MEDIUM is the materials that an artist works in, most of my art is painting. I work in oil, acrylic and watercolor. Sometimes I also work in graphite (pencil) or charcoal for drawing. Mixed media refers to a combination of mediums. The following is an explanation of the media I work in.
Oil painting has been around since the 1400’s. Essentially pigment, which is fine powered color is mixed with oil. The pigment can be from many different sources organic and inorganic. An important quality of the pigment is that it remain relatively stable and not change color over time. Linseed is the most common oil used for oil painting. The painting surface is often material such as canvas or linen. The material is stretched over a wood frame and primed with a gesso paint, usually white. This helps stop the oil paint from absorbing into the material and reflect the color off the surface. I find one of the most pleasing qualities of oil painting is the transparency of the paint. By building up layers of glazes or thin coats of paint, the light is allowed to pass through and reflect back, creating a rich glowing effect. Another surface that is often used by oil painters is wood. Thin sheets of can be sanded smooth and gessoed. It is more suitable for smaller works, since wood has a tendency to warp or crack. Today many hardboard materials such as Masonite are used by painters. The pressed and glued wood fibers are very sable and have shown to last for many years. In the last few years a variety of new painting surface materials have emerged with a various kinds of surface textures to fit you style or technique. Most of my larger oil paintings are on done on stretched canvas and the smaller ones on hardboard.
Acrylics were first used in the 1940s, became popular in the 1950s, when they became commercially available. They use the same pigments that the other paints but the binder or vehicle is an acrylic polymer emulsion. This medium offers several advantages over oil. One being that they are water based which allows for easy cleanup and no strong odors. They also dry quickly, sometimes too quickly and can be applied very thick or very thin often resembling a watercolor painting. The slower drying time of the oils allow for extended mixing time which is necessary to achieve a soft edge or graduated background. To achieve this same effect with acrylic, often an air brush employed. Another advantage of oils is the transparency effect that can be achieved by building up layers of paint combined with linseed oil, allowing the light to pass through and reflect back through the layers creating a depth and rich patina on the surface. Acrylic paintings like oils are painted on the same backgrounds except acrylics can be painted on paper also.
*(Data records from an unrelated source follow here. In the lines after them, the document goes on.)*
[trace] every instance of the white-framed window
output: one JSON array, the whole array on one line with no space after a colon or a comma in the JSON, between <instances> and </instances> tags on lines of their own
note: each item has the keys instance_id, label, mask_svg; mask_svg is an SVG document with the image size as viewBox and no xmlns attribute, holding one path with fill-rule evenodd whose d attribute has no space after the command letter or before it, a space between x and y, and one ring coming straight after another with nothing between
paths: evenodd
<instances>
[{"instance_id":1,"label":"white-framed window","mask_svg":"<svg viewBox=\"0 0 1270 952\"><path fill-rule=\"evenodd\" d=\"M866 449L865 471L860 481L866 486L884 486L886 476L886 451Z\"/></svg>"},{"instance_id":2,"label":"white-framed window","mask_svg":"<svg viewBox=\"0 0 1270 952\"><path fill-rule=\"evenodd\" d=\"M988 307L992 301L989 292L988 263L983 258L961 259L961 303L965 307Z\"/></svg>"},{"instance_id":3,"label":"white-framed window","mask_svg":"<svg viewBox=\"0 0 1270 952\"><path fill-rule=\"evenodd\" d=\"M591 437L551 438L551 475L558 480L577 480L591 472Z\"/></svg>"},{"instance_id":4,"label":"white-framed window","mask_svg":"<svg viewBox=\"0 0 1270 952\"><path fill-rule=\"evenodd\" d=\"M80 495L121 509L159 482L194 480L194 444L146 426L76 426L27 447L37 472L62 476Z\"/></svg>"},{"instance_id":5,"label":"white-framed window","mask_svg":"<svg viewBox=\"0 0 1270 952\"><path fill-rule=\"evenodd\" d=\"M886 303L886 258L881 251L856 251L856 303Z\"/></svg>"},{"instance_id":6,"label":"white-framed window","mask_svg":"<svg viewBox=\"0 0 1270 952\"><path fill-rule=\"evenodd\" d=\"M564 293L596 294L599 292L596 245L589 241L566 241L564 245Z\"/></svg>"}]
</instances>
Watercolor has been used for thousands of years but became a prominent medium during the Renaissance. With the exception of a few artists, watercolor was mainly used as a preliminary sketch media before an oil painting. One thing that makes watercolor unique is that white is not normally used. A lighter value is achieved by diluting the paint with water and allowing the background color to show through which is usually the white of the paper. The higher quality watercolor paper is made from cotton and referred to as “rag” many are handmade and come in various thicknesses or weight. The standard size for a sheet is about 22×30 but larger sheets can be found. Another popular surface for watercolor is illustration board which is a thin watercolor paper that is laminated to a heavy paper board.
What I like about watercolor is the variety of techniques that can be applied in a watercolor painting. There is also a spontaneity when doing a watercolor that creates an unpredictable look. Because watercolor is transparent the light reflecting off the surface passes through a layer of paint to the paper surface and back through the same layer of paint producing a brilliance that is similar to glazing in oil paints.
Since the 20th. century watercolor has enjoyed a surge in popularity with hundreds of watercolor groups forming all over the world. I am a signature member of the Central New York Watercolor Society and the Pennsylvania Watercolor Society. As a member you may see a CNYWS or/and PWS on the painting after the signature. As you will see in my following KNOWN WORKS section, I worked mostly in watercolor for the first few decades but now I work more in oils and acrylic.